Why gold bulls and bears are at loggerheads

Akhil Nallamuthu BL Research Bureau | Updated on September 11, 2021

Traders can stay on the fence till the silver contract makes a decisive breach

Gold might see some positive activity in September as per the World Gold Council’s latest monthly commentary released last week. This is likely to be driven by a couple of factors. Strong demand linked to Indian wedding season and higher global investment activity following a quiet summer. This can drive up the demand for the precious metal, boosting prices.

The WGC’s gold ETF (exchange traded fund) data however show that global ETFs saw net outflow of 22.4 tonnes in August, the first such occasion in the last four months.

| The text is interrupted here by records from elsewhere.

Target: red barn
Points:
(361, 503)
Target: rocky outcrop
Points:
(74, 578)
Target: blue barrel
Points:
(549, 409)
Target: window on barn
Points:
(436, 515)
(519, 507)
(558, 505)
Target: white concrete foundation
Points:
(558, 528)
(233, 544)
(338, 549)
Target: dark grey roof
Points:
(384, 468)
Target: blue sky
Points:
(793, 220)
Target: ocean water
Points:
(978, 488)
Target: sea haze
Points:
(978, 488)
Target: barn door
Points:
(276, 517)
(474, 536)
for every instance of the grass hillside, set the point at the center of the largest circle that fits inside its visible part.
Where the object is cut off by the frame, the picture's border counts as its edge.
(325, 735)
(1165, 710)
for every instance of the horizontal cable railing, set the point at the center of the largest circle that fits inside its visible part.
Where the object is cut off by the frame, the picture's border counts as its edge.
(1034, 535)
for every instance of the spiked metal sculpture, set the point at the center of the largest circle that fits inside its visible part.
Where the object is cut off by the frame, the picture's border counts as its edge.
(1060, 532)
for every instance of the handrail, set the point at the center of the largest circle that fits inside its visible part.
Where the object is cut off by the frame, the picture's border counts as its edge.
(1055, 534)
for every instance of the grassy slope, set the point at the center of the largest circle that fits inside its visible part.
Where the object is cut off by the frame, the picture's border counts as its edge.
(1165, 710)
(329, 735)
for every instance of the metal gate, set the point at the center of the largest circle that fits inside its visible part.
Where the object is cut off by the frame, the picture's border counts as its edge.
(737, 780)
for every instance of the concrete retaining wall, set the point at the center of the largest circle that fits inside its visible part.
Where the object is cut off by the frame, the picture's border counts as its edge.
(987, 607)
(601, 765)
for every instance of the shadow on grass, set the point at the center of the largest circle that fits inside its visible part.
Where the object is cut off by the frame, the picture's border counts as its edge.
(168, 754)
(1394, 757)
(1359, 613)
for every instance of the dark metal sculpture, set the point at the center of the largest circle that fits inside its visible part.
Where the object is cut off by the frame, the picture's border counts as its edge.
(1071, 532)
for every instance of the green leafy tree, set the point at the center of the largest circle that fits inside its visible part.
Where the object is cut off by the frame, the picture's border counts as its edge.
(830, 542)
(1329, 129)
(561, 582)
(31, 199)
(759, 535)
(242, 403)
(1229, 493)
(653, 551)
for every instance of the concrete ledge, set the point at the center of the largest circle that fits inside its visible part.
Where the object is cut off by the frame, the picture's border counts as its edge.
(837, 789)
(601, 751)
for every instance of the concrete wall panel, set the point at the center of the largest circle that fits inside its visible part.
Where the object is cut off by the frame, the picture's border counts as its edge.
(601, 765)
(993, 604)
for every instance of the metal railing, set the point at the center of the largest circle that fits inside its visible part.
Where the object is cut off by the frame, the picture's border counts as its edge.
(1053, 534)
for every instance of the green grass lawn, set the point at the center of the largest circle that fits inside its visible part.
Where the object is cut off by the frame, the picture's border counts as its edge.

Outflows in North America funds outpaced inflows in European and Asian funds, largely due to dollar strength during the early part of the month. AMFI (Association of Mutual Funds in India) data show that gold ETFs in the country witnessed a net inflow of ₹24 crore in August, with net AUM at the end of the month at about ₹16,350 crore. In July, ETFs saw a net outflow of ₹61.5 crore.

With regards to price, both gold and silver produced negative weekly returns. While gold lost 2.1 per cent and closed at $1,787.3 per ounce on Friday, silver lost 3.9 per cent and ended the week at $23.72 per ounce. On the Multi Commodity Exchange (MCX), gold was down by 1.5 per cent and closed at ₹46,806 (per 10 grams). Silver depreciated by 2.5 per cent as it ended Friday’s session at ₹63,592 (per 1 kg).

MCX-Gold (₹46,806)

Even as the gold futures (October series) contract has been moving within a sideways band, it had been showing some signs of recovery before last week.

The candlesticks formed during the recent weeks were with longer wicks at the bottom showing that there was good buying happening at around ₹47,000.

However, last week, the futures declined and slipped below the important level of ₹47,000, closing at ₹46,806.

The immediate support is ₹46,650. From the perspective of short-term trend this is a key level for the bulls because a breach of this will turn the outlook bearish.

Substantiating the bearish inclination, the relative strength index (RSI) is now below the mid-point level 50 and the moving average convergence divergence (MACD) is turning its trajectory towards south.

The average directional index (ADX) which shows the strength of the trend, is indicating that bears are better positioned to exert influence on the contract than bulls.

The number of outstanding open interest (OI) of all active futures of gold on the MCX stood at 15,240 on Friday, increasing from 14,440 a week before. A fall in price along with an increase in OI is a bearish signal.

The above factors show there is weakness building in gold futures. The probability of a decline seems high.

But since ₹46,650 can offer some support, traders can wait and short the contract if it invalidates the support. Below ₹46,650, the futures is likely to drop to ₹45,662 – its previous low.

Subsequent support is at ₹45,000, a critical level from the perspective of medium and long-term trends. But if the contract bounces off the support at ₹46,650, it can cross over ₹47,000 and can possibly touch ₹47,500.

MCX-Silver (₹63,592)

Following the breakout of ₹64,700 in the week before, the silver December contract looked set to rally further as there was a potential shift in the near-term trend to upside. But the contract made a U-turn last week as bears were quick to respond, dragging it below ₹64,600 and closing the week at ₹63,592. Thus, the contract has made yet another lower high and the price is now slightly below 21-day moving average (DMA), which are bearish cues.

While the MACD is still tracing an upward trajectory, it remains in the bearish region and the daily RSI entered negative territory last week. Besides, like in gold futures, the number of outstanding OI of all active silver futures went up and was at 10,918 as on Friday as against 8,307 by the end of the preceding week. Although these factors show the possibility of downward movement continuing, there is a support at ₹62,000. This is the lower end of the price range within which it has been fluctuating until the breakout. Similarly, the upper limit of ₹64,700 is likely to resist the rally.

Given the prevailing trend, traders can stay on the fence and wait for the contract to decisively breach either ₹62,000 or ₹64,700 before punching in fresh trades. A solid breakout of ₹64,700 can lift the contract to ₹65,600 and potentially towards ₹66,800. On the other hand, if the contract descends below ₹62,000, the sell-off can accelerate pulling the contract down to ₹60,000 – a crucial base.